Political optics will matter. The project combines security justification with a highly visible legacy element; opponents argue the ballroom changes the public realm and historic character around Lafayette Park. Supporters counter that improved screening and visitor flow enhance public access and reduce street-level disruption. How agencies balance those perspectives at the NCPC meeting will shape both the project’s approval odds and public reaction.
Comparison & Data
| Item | Square Feet | Reported Cost |
|---|---|---|
| Proposed underground screening facility | 33,000 | Not separately itemized |
| Proposed ballroom | 90,000 | $400 million (latest estimate) |
| Sunken visitor plaza | 5,000 | Included in screening footprint |
The table highlights scale and cost contrasts between the screening complex and ballroom. The ballroom represents the larger single-space program and the primary driver of the high-dollar figure reported publicly; the screening facility is smaller by area but includes specialized security systems that can be costly per square foot. Historically, subterranean construction in urban historic districts tends to exceed above-ground cost benchmarks because of excavation, waterproofing, and utility relocation.
Reactions & Quotes
White House materials accompanying the submission framed the screening facility as both a security enhancement and a visitor amenity, language intended to bridge safety and public access priorities.

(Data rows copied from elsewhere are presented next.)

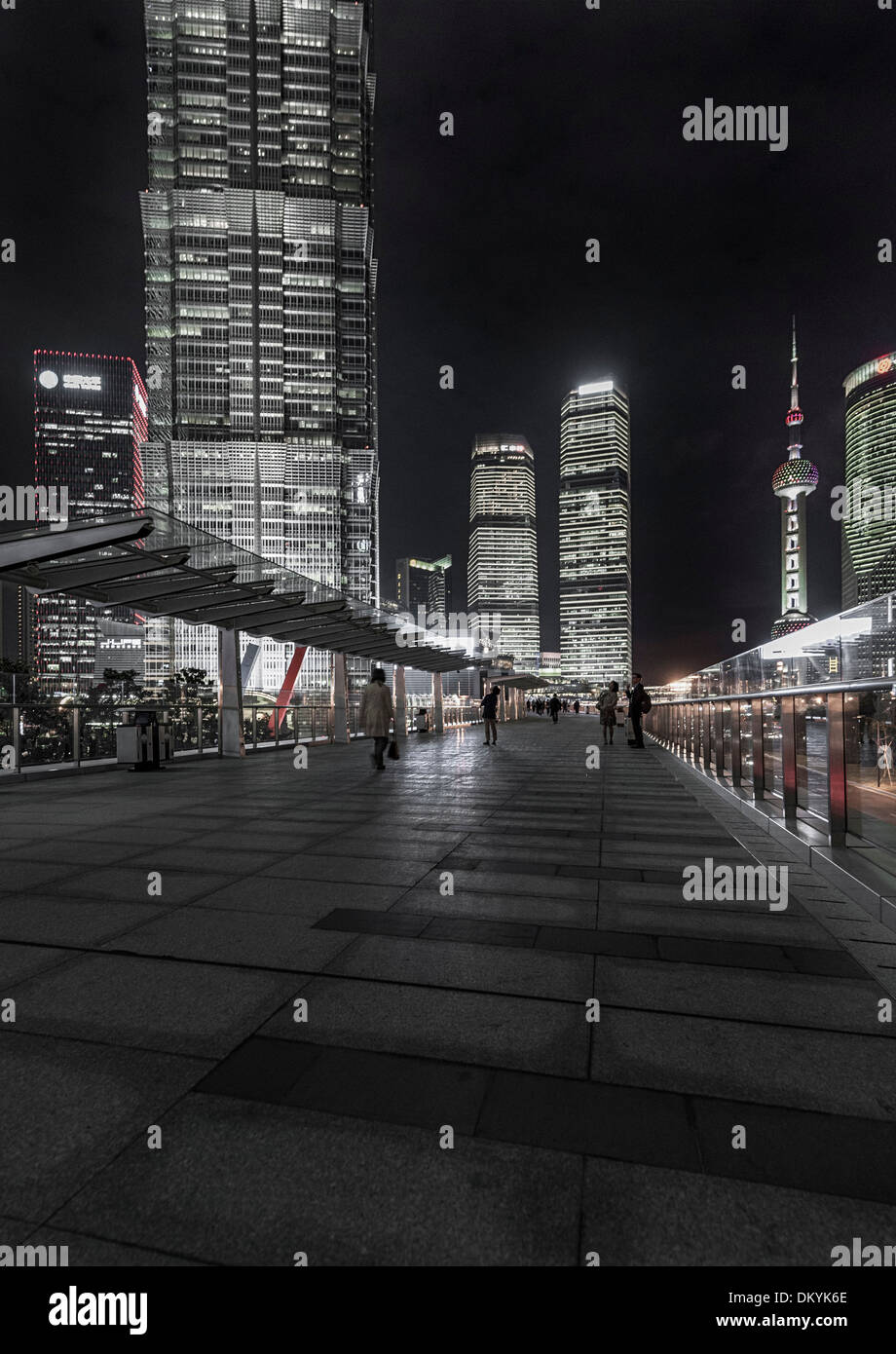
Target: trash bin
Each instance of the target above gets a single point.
(144, 742)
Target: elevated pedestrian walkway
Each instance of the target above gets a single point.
(360, 1010)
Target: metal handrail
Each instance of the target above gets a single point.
(770, 692)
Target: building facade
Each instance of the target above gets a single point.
(90, 424)
(424, 583)
(869, 521)
(596, 538)
(260, 292)
(503, 573)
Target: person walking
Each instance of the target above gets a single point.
(490, 715)
(638, 705)
(377, 714)
(607, 704)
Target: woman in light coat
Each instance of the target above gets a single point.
(377, 714)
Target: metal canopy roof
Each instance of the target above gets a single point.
(164, 568)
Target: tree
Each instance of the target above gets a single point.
(24, 683)
(187, 684)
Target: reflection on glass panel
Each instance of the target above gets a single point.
(811, 753)
(746, 742)
(871, 766)
(771, 745)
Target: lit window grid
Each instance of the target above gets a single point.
(871, 457)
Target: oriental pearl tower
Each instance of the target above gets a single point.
(794, 481)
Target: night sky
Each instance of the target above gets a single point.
(569, 126)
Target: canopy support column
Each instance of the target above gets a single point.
(340, 700)
(230, 733)
(438, 710)
(399, 700)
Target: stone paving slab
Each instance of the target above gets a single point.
(150, 1003)
(483, 1030)
(69, 1108)
(428, 1009)
(346, 1191)
(838, 1073)
(649, 1216)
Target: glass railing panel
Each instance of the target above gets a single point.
(871, 767)
(771, 746)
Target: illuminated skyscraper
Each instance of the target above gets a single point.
(260, 290)
(869, 526)
(596, 539)
(90, 421)
(503, 573)
(424, 583)
(792, 482)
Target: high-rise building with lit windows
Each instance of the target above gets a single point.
(503, 573)
(90, 424)
(424, 583)
(260, 291)
(869, 528)
(596, 554)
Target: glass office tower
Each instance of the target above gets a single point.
(260, 291)
(424, 583)
(503, 575)
(90, 423)
(869, 521)
(596, 551)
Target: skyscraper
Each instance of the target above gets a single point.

The permanent facility will strengthen campus security and enhance the overall visitor experience.
White House plan
Those who worked on earlier proposals said funding and interagency approval had been persistent obstacles. Former attempts to push a similar White House underground complex were repeatedly halted amid opposition and logistical challenges.
“Can’t afford it, nobody would work on it, Department of Interior wouldn’t approve it,”
Anonymous source familiar with past efforts (to CNN)
The president has defended the ballroom as privately financed, a claim used to deflect some budgetary criticism, though critics question the practical boundaries between private fundraising and public oversight on federal land.
The ballroom project will be fully funded by private donations.
President Donald Trump (statement)
Unconfirmed
- Precise line-item cost breakdowns for the screening facility have not been released; the public figures to date focus on the ballroom.
- Specific private donors pledged for the ballroom were not listed in the filing available publicly at the time of reporting.
- Detailed engineering assessments and environmental reviews required for below-grade work had not been posted with the NCPC packet that was publicly accessible at filing.
Bottom Line
The administration’s proposal to build a 33,000-square-foot underground screening center and a 90,000-square-foot ballroom represents a high-stakes combination of security upgrades and legacy construction. The NCPC’s April 2 review will be a key procedural moment: approval would move the projects toward design and construction, while a rejection or further postponement would leave current temporary access arrangements in place.
Beyond approvals, the most consequential debates will concern cost, oversight, and the preservation of public space around the White House. Even if the ballroom is privately financed, the visible transformations to Lafayette Park and the long-term implications for public access will shape legal, political, and community responses for years to come.
Sources
- CNN (news organization) — original reporting on the White House submission and NCPC agenda.
- National Capital Planning Commission (federal advisory commission) — responsible for federal land approvals and agenda postings.
- Associated Press (news organization) — reported on administration renovation plans referenced in filings.
- National Park Service (federal agency) — conducted post-9/11 studies related to visitor screening options.